The Lé word Bé [be24] has three related meanings:
- ‘Great’; cf. compounds like bésɛ̀ ‘great city, metropolis’.
- An ethnonym (derived of course from the first sense), encompassing all speakers of Beic languages, known to be isolating, tonal and largely monosylabic. As Lé has no plurals, we can speak of one Bé or many Bé.
- The land occupied by these people; that is, the northern, Beic-speaking cultural zone of Arcél. (There are some minor groups, mostly Linaminče, who are culturally but not linguistically Bé.)
The major Bé peoples, west to east, and their countries:
- The Pah of Pahsau, now a Kebreni colony
- The Łei of Łeisau
- The Mau of Mǎɔraŋ
- The Hao of Haoraŋ (eastern Mǎɔraŋ)
- The Lé of Belesao
- The Pàn of Pansao (upper Belesao)
- The Nér of Nérsao (eastern Belesao)
- The Mɔlɔ of Mɔlɔsɔu
The name Belesao is a compound of Bé + Lé (once a dynastic name, now an ethnic group) + sàɔ ‘country’; it's rather like the name of Saudi Arabia (which contains both name of the ethnic group and the ruling dynasty).
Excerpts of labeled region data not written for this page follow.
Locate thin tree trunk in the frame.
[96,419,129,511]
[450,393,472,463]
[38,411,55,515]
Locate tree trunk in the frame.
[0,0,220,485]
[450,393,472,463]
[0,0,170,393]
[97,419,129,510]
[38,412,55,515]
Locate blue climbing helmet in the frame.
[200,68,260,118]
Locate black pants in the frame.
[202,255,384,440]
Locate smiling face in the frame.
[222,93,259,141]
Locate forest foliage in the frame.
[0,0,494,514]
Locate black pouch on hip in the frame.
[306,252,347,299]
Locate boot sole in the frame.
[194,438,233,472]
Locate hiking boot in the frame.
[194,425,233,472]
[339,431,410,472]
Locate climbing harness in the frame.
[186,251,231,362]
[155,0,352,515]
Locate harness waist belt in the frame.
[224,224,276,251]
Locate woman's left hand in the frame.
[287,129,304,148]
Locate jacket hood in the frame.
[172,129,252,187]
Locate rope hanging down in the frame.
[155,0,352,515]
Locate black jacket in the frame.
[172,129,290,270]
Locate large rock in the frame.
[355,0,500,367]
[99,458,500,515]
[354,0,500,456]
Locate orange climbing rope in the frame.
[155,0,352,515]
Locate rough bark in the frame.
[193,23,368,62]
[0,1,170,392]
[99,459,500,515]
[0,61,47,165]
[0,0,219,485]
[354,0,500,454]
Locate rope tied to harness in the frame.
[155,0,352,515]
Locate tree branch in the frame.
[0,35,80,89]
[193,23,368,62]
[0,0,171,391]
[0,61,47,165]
The Bé is entirely in the tropical zone of Arcél, a region dominated by the rain forest. The dominant agricultural mode even today is shifting garden plots; this is supplemented by fishing and small game hunting. Sparked in part by trade with Krwŋ, city-states appeared in the Lɛn valley by 1100, and large-scale queendoms by 1500. By about 2000 there was regular sea trade with Nyan, which accelerated westward settlement; by 3200 the first Kebreni ships arrived, bringing fascinating new goods and ideas. The Bé have thus long had a mercantile orientation and welcomed foreign ideas; they are arguably the most advanced nations of Arcél.
The religion of the Beic peoples is polytheistic. The major Bé goddesses have temperaments rather than portfolios; e.g. Jíŋ is haughty, Ŋisú is cheerful, Kâ is treacherous. There are also lesser spirits (hɔ́), often associated with animals. The distinctive feature of their world view is understanding of the universe as twofold, consisting of nɔŋǎ (the ‘inner world’, the spirit realm) and dòŋǎ (‘death world’, the physical realm).
The Bé are also known for their female dominance: they are governed at the family and state level by women, based on a belief that women are smarter, tougher, and less emotional than men. In ancient Beic kingdoms, when a queen died, all her husbands were sacrificed. Fortunately for males, modern Bé no longer practice it.